In 1974 Congress established a system of pension plan termination insurance in Title IV of ERISA to guarantee the vested benefits of workers covered by defined benefits plans.4 PBGC, the corporation created to administer the insurance program, in essence pays employees’ vested benefits to the extent that the terminated pension plan’s assets are insufficient to cover them. PBGC financies benefit payments by collecting insurance premiums from administrators of covered plans, 29 U.S.C. § 1301(a)(1) (Supp. V 1981), and by imposing reimbursement liability on the employer that terminated the plan, 29 U.S.C. § 1362 (1976 & Supp. V 1981). The employer liability provided for by section 1362 is limited to thirty percent of the employer’s net worth.5 In our earlier opinion we held that, due to the plain meaning of the statutory language in [1088]*108829 U.S.C. § 1301(b) (1976),6 the Ouimet Group constituted one employer for the purpose of employer liability under section 1362. Ouimet, 630 F.2d at 11-12. Thus, in determining the reimbursement liability resulting from Avon’s plan termination the net worth ceiling was to be measured by the aggregate net worth of the Ouimet Group and the various members of the Group were to be held jointly and severally liable to PBGC.

On remand the bankruptcy judge accepted PBGC’s determinations with respect to the valuation date7 and method of valuing the Ouimet Group’s net worth,8 and found that the Group’s net worth was sufficiently large that the thirty percent provision did not operate to reduce the $552,339.64 liability amount. He then accepted PBGC’s claim for interest on the liability from thirty days after the initial demand for payment up to the payment date at the rates provided under I.R.C. § 6621, but disallowed the imposition of interest against the bankrupt companies, Avon and Tenn-ERO. In determining the allocation of liability to each member of the Ouimet Group the bankruptcy judge noted that ERISA provides no explicit guidance on the issue and then attempted to make the allocation in a manner consistent with the congressional intent behind the statute. The judge acknowledged that the thirty percent of net worth limitation suggests that the bankrupts, having no net worth, could not be held liable, but rejected this suggestion apparently because ERISA give PBGC’s liability claim against an employer a priority status in bankruptcy proceedings. He finally arrived at an allocation based upon the thirty percent of net worth limitation; for the bankrupts, however, he substituted thirty percent of asset value for thirty percent of net worth. Based on ratios arrived at by dividing thirty percent of each member’s net worth and thirty percent of the bankrupts’ asset values by the total of thirty percent of the Group’s aggregate net worth plus thirty percent of the bankrupts’ asset values, the judge allocated liability as follows:

Ouimet Corporation $287,497
Ouimet Stay & Leather Company 95,832
Emil R. Ouimet Wareham Trust 90,508
Avon Sole Co. & Tenn-ERO 78.502
Total Liability to PBGC $552.339

The district court affirmed the bankruptcy judge’s judgment and memorandum in their entirety. On appeal the Ouimet Group advances several theories designed to reduce the termination liability or interest imposed on its remaining solvent members; some of these reductions would be at the expense of the bankruptcy estates of Avon and Tenn-ERO. PBGC and the Trustee in Bankruptcy have responded where appropriate and PBGC also has asserted that the court below erred in not allowing interest on the entire amount of the liability.

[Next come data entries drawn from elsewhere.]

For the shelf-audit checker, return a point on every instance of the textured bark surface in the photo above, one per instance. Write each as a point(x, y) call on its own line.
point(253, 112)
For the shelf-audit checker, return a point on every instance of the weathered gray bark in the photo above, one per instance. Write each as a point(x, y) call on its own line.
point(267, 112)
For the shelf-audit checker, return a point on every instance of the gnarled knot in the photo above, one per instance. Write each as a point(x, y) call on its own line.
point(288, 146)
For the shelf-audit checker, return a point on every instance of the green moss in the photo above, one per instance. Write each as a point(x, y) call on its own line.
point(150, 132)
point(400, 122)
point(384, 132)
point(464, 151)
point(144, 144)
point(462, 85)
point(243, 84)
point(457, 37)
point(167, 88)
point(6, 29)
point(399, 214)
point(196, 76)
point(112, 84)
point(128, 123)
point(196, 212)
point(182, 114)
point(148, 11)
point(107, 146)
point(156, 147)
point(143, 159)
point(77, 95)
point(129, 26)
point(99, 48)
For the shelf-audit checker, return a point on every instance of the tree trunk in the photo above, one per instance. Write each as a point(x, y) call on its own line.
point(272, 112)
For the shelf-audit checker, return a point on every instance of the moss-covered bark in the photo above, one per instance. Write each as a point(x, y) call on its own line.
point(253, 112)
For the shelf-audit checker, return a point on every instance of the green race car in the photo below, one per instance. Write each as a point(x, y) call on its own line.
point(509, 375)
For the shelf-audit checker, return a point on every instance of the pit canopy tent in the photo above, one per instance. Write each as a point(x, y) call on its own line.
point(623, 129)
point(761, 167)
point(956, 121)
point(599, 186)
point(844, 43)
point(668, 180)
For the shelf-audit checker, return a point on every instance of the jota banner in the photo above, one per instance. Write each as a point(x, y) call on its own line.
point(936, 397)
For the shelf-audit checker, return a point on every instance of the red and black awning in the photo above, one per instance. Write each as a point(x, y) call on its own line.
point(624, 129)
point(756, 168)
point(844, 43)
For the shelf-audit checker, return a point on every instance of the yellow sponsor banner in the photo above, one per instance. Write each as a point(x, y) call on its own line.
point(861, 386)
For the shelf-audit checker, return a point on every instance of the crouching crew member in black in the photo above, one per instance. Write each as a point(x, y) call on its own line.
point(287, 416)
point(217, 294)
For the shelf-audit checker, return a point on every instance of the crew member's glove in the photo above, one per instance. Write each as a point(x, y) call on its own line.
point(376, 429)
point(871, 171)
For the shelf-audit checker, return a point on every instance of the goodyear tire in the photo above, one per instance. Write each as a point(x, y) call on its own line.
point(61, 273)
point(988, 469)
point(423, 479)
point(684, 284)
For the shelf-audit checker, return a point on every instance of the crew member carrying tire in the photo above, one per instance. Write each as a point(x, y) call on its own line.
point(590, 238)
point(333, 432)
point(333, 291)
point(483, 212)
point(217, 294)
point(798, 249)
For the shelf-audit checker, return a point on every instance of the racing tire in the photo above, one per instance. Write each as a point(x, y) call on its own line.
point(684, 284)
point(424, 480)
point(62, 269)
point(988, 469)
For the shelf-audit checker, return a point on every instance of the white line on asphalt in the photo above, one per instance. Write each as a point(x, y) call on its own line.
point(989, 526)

II. Reduction of Liability for Benefits Accrued Before Avon’s Membership in the Ouimet Group

The Ouimet Group’s first argument is that the joint and several liability of its [1089]*1089members should be reduced by $92,000, the unfunded liability for vested benefits which had accrued under the pension plan before Avon became a member of the Group. This contention stems from our earlier holding that ERISA’s retroactive imposition of joint and several liability on Group members other than Avon was justified by virtue of their membership in the Group.